PDF url exceeding context leading to LLM error
In C1M3_Lab_1_deep_research_p1, the create_research_plan task for the Research Planner agent is causing issues.
ERROR:root:Context window exceeded: Error code: 400 - {'error': {'message': "This model's maximum context length is 128000 tokens. However, your messages resulted in 3811560 tokens. Please reduce the length of the messages.", 'type': 'invalid_request_error', 'param': 'messages', 'code': 'context_length_exceeded'}}
ERROR:root:OpenAI API call failed: LLM context length exceeded. Original error: Error code: 400 - {'error': {'message': "This model's maximum context length is 128000 tokens. However, your messages resulted in 3811560 tokens.
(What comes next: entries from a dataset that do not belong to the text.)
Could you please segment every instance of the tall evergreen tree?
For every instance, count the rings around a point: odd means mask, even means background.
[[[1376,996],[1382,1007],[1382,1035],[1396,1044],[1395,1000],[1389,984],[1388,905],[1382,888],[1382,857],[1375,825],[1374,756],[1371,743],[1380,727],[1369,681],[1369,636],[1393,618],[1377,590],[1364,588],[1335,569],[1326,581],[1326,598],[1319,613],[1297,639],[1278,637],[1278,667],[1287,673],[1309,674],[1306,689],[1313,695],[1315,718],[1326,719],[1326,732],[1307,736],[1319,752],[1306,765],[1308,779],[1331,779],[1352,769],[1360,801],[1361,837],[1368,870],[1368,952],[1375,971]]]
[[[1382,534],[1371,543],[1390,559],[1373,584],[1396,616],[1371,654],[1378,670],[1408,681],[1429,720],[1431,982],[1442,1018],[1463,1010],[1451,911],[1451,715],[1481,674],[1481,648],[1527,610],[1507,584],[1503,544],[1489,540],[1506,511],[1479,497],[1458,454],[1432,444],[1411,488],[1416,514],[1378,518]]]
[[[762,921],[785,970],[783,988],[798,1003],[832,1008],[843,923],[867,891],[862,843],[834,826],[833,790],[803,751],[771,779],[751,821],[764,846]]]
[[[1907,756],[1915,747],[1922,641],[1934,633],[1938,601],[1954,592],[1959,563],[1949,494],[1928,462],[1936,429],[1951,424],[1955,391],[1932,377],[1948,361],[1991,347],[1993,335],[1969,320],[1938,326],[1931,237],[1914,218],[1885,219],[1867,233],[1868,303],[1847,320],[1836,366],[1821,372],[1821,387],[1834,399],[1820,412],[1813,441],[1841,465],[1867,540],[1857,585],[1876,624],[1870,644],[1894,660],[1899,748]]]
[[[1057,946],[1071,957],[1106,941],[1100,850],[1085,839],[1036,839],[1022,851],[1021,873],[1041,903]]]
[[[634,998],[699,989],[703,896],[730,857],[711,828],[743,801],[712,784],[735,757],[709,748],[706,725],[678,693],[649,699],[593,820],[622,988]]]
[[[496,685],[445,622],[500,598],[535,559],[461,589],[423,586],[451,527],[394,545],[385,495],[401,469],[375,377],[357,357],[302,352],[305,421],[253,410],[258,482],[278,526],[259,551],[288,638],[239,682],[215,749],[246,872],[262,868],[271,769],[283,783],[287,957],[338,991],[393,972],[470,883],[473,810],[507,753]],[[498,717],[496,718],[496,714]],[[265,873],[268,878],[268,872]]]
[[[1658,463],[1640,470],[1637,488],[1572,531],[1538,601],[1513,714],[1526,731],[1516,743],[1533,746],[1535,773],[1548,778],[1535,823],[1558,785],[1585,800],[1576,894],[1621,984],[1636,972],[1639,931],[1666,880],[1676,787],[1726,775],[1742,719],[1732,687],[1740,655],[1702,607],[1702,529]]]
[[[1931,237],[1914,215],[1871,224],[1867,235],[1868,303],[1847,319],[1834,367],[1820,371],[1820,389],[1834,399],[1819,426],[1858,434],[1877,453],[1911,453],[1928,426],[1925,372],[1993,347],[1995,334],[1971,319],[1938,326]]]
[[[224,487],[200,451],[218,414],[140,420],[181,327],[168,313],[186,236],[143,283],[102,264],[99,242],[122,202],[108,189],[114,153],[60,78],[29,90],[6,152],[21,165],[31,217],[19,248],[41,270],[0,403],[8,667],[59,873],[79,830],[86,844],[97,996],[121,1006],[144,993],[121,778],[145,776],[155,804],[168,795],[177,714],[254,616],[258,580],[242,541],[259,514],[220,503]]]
Please reduce the length of the messages.", 'type': 'invalid_request_error', 'param': 'messages', 'code': 'context_length_exceeded'}}
Consider using a smaller input or implementing a text splitting strategy.
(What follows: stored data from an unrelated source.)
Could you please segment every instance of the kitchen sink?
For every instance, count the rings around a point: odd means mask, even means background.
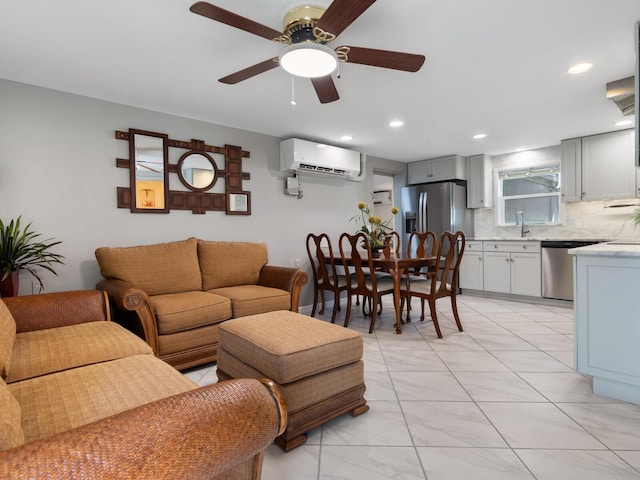
[[[607,245],[640,245],[640,240],[618,240],[607,242]]]

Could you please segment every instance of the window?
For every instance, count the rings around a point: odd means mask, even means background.
[[[560,223],[560,165],[498,172],[498,224]]]

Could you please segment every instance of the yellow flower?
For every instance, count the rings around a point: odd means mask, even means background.
[[[351,218],[351,221],[360,221],[362,223],[359,231],[367,236],[371,247],[383,246],[385,237],[393,231],[393,228],[390,227],[389,224],[393,220],[393,215],[396,215],[399,210],[396,207],[392,207],[391,217],[387,221],[382,220],[382,218],[376,215],[372,215],[371,208],[364,202],[358,202],[358,210],[360,210],[360,215],[354,216]]]

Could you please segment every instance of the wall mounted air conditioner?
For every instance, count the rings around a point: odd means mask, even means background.
[[[360,174],[360,153],[300,138],[289,138],[280,142],[280,169],[355,179]]]

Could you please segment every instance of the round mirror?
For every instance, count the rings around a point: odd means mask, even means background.
[[[204,192],[216,183],[218,172],[213,158],[204,152],[190,151],[178,160],[178,176],[188,189]]]

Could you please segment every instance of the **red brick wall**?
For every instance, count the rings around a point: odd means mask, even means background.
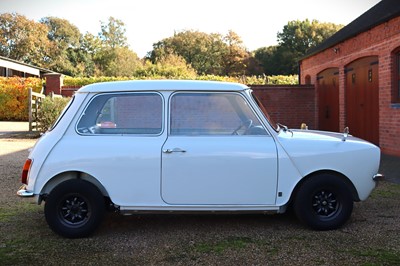
[[[46,78],[46,90],[45,94],[48,95],[51,92],[54,94],[61,94],[61,87],[63,85],[63,75],[62,74],[45,74],[44,77]]]
[[[74,93],[79,90],[82,86],[62,86],[61,95],[64,97],[72,97]]]
[[[160,128],[162,99],[158,94],[118,97],[115,122],[119,128]]]
[[[302,60],[301,83],[306,76],[316,84],[321,71],[339,68],[339,112],[340,128],[345,126],[345,67],[351,62],[367,56],[378,56],[379,60],[379,145],[383,152],[400,156],[400,106],[392,104],[394,87],[393,51],[400,47],[400,17],[391,19],[366,32]],[[334,48],[338,48],[335,53]]]
[[[317,128],[313,85],[252,85],[250,87],[275,123],[284,124],[289,128],[300,128],[302,123],[306,123],[309,129]]]

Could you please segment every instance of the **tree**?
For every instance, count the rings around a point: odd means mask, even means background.
[[[318,20],[293,20],[283,27],[282,32],[278,32],[278,43],[304,55],[308,49],[319,45],[342,27]]]
[[[128,47],[108,48],[101,51],[102,60],[97,61],[102,75],[108,77],[131,77],[142,67],[136,53]]]
[[[76,48],[79,45],[81,33],[79,29],[68,20],[57,17],[45,17],[40,20],[48,28],[47,37],[51,42],[57,42],[57,46],[66,50],[69,47]]]
[[[135,72],[140,77],[166,77],[166,78],[190,78],[197,76],[196,71],[186,63],[182,56],[169,53],[160,57],[153,64],[150,60],[146,60],[142,69]]]
[[[226,52],[223,54],[223,74],[226,76],[245,74],[245,60],[249,57],[249,53],[243,45],[242,39],[233,31],[229,31],[223,38],[227,45]],[[225,49],[224,49],[225,50]]]
[[[320,23],[318,20],[289,21],[278,32],[278,45],[262,47],[255,51],[267,75],[292,75],[298,72],[298,61],[307,50],[321,44],[343,25]]]
[[[156,64],[166,55],[176,54],[183,57],[198,73],[211,74],[221,71],[219,47],[222,46],[220,35],[187,30],[153,44],[149,58]]]
[[[243,63],[246,69],[245,72],[242,74],[246,76],[258,76],[265,73],[262,65],[260,64],[260,61],[255,58],[254,52],[249,52],[247,57],[243,60]]]
[[[109,17],[108,23],[101,22],[99,37],[108,47],[128,47],[125,32],[124,22],[114,17]]]
[[[40,23],[47,26],[47,37],[51,45],[47,67],[63,74],[77,75],[76,65],[72,61],[80,46],[79,29],[68,20],[56,17],[42,18]]]
[[[89,32],[81,35],[79,48],[71,52],[69,57],[78,72],[75,76],[91,77],[100,72],[95,61],[99,56],[101,48],[102,44],[98,36],[94,36]]]
[[[0,55],[70,76],[131,76],[142,62],[128,48],[124,26],[110,17],[98,36],[82,35],[65,19],[1,14]]]
[[[95,55],[101,50],[101,40],[98,36],[86,32],[79,40],[80,48],[88,54]]]
[[[0,55],[41,67],[49,61],[47,27],[16,13],[0,15]]]
[[[261,47],[254,51],[255,59],[263,66],[266,75],[281,74],[281,64],[277,58],[278,46]]]
[[[98,39],[87,36],[85,46],[93,52],[96,75],[132,76],[142,67],[137,54],[129,49],[125,32],[125,24],[110,17],[108,23],[101,22]]]
[[[236,75],[246,69],[249,53],[240,37],[233,31],[222,36],[186,30],[153,44],[148,58],[157,63],[168,54],[185,59],[199,74]]]
[[[282,32],[277,34],[279,43],[277,52],[286,63],[285,70],[280,74],[297,73],[297,62],[307,50],[321,44],[342,27],[343,25],[333,23],[320,23],[318,20],[289,21]]]

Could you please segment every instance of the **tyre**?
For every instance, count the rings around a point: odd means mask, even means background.
[[[80,179],[67,180],[55,187],[44,207],[49,227],[68,238],[92,234],[104,212],[103,195],[93,184]]]
[[[350,218],[353,197],[341,178],[319,174],[301,184],[293,207],[298,219],[312,229],[333,230]]]

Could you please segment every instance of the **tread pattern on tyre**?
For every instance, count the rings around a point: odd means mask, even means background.
[[[334,193],[339,207],[330,216],[321,216],[313,209],[313,197],[318,191]],[[294,211],[298,219],[315,230],[334,230],[343,226],[353,211],[353,197],[348,185],[332,174],[312,176],[301,184],[294,200]]]
[[[78,226],[69,226],[59,215],[61,201],[66,195],[80,195],[88,202],[89,218]],[[104,198],[92,183],[72,179],[60,183],[48,195],[44,208],[49,227],[57,234],[68,238],[79,238],[91,235],[100,225],[105,212]]]

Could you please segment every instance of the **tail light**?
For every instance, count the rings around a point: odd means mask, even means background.
[[[22,168],[21,182],[22,184],[28,185],[28,172],[31,168],[32,160],[28,159],[25,161],[24,167]]]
Looking at the output below, it looks like the tool to read website content is trying to access a PDF.
Causing the context window to be exceeded immediately after.
Is this a limitation of this tool? If so, how to fix? If not, what am I doing wrong?
Thanks
Did you try a different query to see if it worked? It’s possible it just exceeded the context window. If you were running it locally, you could switch to an LLM with a larger context window.
Yes other queries worked.
The LLM error arises only when trying to read PDFs behind urls.
That’s the only way I can reproduce the error: ask a question where I know relevant information can be found from a PDF online e.g. input as “FED policy and the affect on the market versus economy”.
It tried to read “website_url”: “https://www.bis.org/publ/arpdf/ar2025e.pdf”
Status: Executing Task…
├──
Using EXASearchTool (1)
├──
Used EXASearchTool (1)
├──
Used EXASearchTool (2)
├──
Used EXASearchTool (3)
├──
Used Read website content (1)
└──
LLM Failed
Looks like scrape tool parsing PDFs fills up the context immediately.
Definitely looks like the context gets filled up in this case. @magdalena.bouza what do you say? Is this something that can be filled as an issue on the crewAI github?
Hey @Fabio-RibeiroB and @lukmanaj. Yeah, I’ve seen this happen before. Sometimes the tools try to scrape more info than what the gpt-4o-mini context allows and you get this error. Usually just re-running the query helps. Unfortunately, don’t think there’s much to be done as there’s no way to limit the response of the tools (I’ve already looked into it)
Is there a tool that can search within the pdf behind the url to load it properly? No matter how many times I re-run this crew, the relevant links found include a pdf. And rightly so, they contain relevant info for the research.